ゴールド急騰、史上最高値3,617ドル ― トランプ政権とFRBへの注目高まる
2025.09.05
金価格が史上最高値を更新
価格の動き(9月2〜3日)
4月下旬からもみ合いを続けていた金価格が9月2日に動き出しました。早速、史上最高値を更新し、翌3日も続伸して最高値を更新しました。
9月3日のNY市場金先物取引(中心限月)の終値は1トロイオンス=3,617ドルでした。
急騰の背景要因
この突然の上昇の要因は、これまで約4ヶ月間もみ合いを続けたことにより、上昇に向けたエネルギーが蓄積されていたわけですが、そこへ次のような要因が加わりました。

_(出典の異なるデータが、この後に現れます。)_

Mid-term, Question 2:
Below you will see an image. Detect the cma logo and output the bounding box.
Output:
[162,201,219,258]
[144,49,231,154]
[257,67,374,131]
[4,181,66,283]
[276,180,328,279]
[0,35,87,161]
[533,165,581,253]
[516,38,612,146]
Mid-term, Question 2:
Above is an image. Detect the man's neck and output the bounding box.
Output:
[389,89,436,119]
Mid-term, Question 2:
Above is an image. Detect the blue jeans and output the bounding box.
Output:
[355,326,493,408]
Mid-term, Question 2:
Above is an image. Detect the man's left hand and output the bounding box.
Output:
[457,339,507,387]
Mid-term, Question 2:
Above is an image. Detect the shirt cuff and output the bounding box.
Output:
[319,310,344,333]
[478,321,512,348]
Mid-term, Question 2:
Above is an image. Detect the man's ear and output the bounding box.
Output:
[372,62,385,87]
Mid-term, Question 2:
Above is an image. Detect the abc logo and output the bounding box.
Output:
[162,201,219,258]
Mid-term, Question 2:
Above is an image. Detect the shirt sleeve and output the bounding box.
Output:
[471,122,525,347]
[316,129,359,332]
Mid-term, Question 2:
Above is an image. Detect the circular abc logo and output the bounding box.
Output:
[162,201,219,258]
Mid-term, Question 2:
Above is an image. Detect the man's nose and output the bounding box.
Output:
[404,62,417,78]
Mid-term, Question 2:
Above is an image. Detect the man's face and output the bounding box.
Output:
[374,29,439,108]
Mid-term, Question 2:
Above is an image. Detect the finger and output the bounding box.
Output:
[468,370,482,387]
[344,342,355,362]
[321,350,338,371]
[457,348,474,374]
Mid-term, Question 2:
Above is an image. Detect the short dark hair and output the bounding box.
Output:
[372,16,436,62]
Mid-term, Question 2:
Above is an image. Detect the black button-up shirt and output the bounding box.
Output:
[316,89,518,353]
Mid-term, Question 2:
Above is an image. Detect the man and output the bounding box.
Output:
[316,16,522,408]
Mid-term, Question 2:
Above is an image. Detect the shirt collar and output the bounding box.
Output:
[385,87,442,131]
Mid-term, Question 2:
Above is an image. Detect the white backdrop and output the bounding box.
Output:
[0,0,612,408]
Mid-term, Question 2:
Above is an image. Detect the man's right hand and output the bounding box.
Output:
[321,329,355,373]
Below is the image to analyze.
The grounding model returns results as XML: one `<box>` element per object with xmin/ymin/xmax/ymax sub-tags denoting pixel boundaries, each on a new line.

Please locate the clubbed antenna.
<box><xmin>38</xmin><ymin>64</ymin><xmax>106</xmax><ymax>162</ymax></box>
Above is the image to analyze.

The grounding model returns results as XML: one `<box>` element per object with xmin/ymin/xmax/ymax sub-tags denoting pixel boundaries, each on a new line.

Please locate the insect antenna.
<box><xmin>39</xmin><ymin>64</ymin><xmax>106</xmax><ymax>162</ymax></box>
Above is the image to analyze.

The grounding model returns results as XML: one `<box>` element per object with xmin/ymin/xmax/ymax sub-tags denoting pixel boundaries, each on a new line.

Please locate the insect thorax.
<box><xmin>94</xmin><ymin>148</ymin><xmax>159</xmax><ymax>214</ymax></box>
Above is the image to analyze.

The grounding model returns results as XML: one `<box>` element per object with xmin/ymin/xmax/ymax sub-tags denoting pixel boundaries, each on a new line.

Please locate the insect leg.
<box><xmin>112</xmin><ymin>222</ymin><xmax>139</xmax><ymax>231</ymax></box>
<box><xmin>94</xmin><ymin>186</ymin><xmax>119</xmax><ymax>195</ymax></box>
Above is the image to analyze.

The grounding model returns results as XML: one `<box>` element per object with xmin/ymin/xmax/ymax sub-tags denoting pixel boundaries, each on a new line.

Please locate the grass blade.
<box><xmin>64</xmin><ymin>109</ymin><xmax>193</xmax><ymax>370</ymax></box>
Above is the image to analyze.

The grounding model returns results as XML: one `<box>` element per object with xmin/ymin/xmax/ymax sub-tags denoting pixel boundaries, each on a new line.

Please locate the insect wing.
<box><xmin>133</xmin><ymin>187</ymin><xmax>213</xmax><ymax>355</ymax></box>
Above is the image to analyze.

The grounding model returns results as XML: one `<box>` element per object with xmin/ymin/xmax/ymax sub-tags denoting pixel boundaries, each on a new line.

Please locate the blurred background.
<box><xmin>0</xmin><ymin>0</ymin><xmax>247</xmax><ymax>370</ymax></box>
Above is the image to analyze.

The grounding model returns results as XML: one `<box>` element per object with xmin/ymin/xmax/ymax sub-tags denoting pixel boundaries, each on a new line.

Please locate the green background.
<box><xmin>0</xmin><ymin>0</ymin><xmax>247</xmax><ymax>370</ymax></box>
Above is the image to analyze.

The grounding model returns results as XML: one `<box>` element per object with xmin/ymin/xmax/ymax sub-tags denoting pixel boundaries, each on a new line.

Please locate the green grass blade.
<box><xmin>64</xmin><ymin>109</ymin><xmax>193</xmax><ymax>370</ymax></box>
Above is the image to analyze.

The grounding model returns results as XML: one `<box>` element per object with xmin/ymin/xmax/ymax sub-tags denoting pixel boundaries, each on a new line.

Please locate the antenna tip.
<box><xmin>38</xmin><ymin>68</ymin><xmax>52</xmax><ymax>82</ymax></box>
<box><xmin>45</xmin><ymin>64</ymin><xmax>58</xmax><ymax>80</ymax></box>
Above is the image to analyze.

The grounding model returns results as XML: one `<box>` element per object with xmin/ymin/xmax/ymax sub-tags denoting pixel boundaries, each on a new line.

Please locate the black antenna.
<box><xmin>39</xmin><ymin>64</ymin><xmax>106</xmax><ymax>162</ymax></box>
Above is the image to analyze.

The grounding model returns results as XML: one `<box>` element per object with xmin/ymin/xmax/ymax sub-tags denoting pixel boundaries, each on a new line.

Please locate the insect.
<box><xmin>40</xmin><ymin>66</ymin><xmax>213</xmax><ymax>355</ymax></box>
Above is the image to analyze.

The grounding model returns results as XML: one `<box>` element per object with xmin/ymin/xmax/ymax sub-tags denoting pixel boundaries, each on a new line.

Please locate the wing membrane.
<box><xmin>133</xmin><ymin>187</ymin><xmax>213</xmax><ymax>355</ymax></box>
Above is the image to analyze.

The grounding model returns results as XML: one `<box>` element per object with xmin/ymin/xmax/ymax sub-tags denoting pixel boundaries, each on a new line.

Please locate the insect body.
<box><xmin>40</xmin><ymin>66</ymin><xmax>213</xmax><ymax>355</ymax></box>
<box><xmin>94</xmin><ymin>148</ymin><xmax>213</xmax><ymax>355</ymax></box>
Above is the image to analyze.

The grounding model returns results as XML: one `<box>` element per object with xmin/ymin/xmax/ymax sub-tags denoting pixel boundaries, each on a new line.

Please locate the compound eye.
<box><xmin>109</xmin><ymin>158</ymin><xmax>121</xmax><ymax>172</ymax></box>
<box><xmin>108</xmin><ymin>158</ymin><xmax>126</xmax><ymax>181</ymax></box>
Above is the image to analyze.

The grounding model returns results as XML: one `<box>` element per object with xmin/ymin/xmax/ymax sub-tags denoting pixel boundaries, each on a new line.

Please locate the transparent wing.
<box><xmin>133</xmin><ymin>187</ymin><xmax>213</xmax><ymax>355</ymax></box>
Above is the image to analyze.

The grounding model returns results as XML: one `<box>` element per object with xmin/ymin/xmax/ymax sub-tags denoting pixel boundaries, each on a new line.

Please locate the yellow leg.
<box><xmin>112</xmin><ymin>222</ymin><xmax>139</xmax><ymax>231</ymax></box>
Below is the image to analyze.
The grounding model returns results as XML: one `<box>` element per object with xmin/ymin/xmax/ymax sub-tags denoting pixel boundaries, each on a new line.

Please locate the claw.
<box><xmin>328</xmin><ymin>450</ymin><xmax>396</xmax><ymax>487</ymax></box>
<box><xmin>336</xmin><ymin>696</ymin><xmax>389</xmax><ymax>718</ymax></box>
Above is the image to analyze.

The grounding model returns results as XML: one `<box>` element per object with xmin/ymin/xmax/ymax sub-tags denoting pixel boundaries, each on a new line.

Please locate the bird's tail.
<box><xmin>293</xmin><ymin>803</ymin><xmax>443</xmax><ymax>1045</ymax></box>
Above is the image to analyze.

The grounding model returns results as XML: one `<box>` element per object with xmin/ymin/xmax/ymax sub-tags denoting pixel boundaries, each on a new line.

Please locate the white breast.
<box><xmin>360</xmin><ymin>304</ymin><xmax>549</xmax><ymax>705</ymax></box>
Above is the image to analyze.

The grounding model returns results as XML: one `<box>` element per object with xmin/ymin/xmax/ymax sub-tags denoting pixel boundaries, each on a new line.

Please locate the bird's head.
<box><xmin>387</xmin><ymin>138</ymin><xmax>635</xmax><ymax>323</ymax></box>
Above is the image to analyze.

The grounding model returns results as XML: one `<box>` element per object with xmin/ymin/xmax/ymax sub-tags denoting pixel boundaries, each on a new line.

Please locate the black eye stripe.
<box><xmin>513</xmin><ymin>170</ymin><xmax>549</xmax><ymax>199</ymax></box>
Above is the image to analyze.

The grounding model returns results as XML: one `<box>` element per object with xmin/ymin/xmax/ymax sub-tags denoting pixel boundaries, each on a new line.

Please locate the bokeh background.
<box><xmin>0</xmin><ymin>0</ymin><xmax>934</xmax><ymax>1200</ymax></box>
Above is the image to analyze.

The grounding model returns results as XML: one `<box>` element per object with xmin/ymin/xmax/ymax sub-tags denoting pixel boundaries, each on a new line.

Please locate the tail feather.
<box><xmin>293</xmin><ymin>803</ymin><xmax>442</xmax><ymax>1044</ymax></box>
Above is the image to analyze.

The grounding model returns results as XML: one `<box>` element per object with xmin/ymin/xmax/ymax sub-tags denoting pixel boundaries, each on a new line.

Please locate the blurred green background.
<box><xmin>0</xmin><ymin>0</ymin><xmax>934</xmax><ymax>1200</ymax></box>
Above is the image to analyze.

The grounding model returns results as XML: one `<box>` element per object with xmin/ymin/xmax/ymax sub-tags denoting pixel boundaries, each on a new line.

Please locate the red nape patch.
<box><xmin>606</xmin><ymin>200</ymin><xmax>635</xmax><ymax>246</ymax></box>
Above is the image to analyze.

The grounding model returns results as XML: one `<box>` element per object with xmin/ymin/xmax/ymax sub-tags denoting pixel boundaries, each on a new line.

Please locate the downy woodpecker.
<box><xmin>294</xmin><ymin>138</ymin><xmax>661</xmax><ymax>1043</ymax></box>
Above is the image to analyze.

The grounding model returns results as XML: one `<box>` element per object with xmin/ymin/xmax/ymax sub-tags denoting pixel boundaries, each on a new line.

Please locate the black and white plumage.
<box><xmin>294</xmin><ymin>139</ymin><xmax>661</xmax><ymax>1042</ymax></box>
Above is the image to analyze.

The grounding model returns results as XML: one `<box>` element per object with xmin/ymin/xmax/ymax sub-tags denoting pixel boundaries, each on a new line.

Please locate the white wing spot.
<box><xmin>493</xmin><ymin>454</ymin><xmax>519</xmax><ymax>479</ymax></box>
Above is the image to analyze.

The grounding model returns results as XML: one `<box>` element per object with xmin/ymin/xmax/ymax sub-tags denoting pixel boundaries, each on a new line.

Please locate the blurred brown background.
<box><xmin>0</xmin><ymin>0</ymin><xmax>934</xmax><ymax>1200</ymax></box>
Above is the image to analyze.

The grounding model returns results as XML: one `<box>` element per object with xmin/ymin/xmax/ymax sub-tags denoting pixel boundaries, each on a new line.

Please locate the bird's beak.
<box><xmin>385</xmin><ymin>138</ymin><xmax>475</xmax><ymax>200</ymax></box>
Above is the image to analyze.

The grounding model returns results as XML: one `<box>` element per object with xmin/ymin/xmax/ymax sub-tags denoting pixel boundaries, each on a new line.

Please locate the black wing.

- ジャクソンホールでのパウエルFRB議長の講演により、9月に開催されるFOMCでの利下げ可能性が強まり、期待感が高まったこと
- トランプ大統領のFRBへの圧力による中央銀行としてのFRBへの信頼感低下によるドル下落
- そして8月29日に米国連邦控訴裁判所が「トランプ大統領による関税措置の大半について違憲」との判断を下しました。具体的には、世界各国へ出した「相互関税」と中国、カナダ、メキシコへかけた個別の関税措置に影響が出るものと考えられます。トランプ政権は連邦最高裁判所への上告を早急に行う予定です。
※パウエル議長はジャクソンホールで「雇用面の下振れリスクに配慮しつつ、データ次第での調整(利下げ)に門戸を開く」旨を示し、市場の9月利下げ観測が強まりました。加えてNY連銀のウィリアムズ総裁も「9月利下げの可能性に含み」を持たせています。
※8月29日(米東部時間)に連邦巡回区控訴裁(CAFC)がIEEPA(国際緊急経済権限法)に基づく大半の関税を違法(違憲)と判断。最高裁での審理に進む公算が高く、施行は一時停止の上、継続中です。
法的経緯の整理
この「違憲判断」については、国際緊急経済権限法に基づくもので、追加関税措置に対して一審にあたる国際貿易裁判所が5月に違憲と判断をしていました。
その判断は「関税を許可する権限は、連邦議会が持っている」というものでした。
これらの要因により蓄積したエネルギーが解放されたと考えられます。
※2025年は各国中銀の金保有増が続き、金は準備資産としての存在感を一段と高めています。最新調査では中銀の金購入意欲が維持され、金の準備資産比率は上昇傾向です。

主要機関の見通し
金価格に関しては、4月にゴールドマン・サックスが年末に3,700ドルと予想し、JPモルガンが2025年4Qの平均を3,675ドル、2026年には4,000ドルと予想していました。またサブプライムローンによる破綻を予想したヘッジファンド「ポールソン&カンパニー」の創設者であるジョン・ポールソン氏は「ドルに対する信認が低下し、準備資産として最適なものは金になる」として、2028年までに5,000ドルに迫ると予想しています。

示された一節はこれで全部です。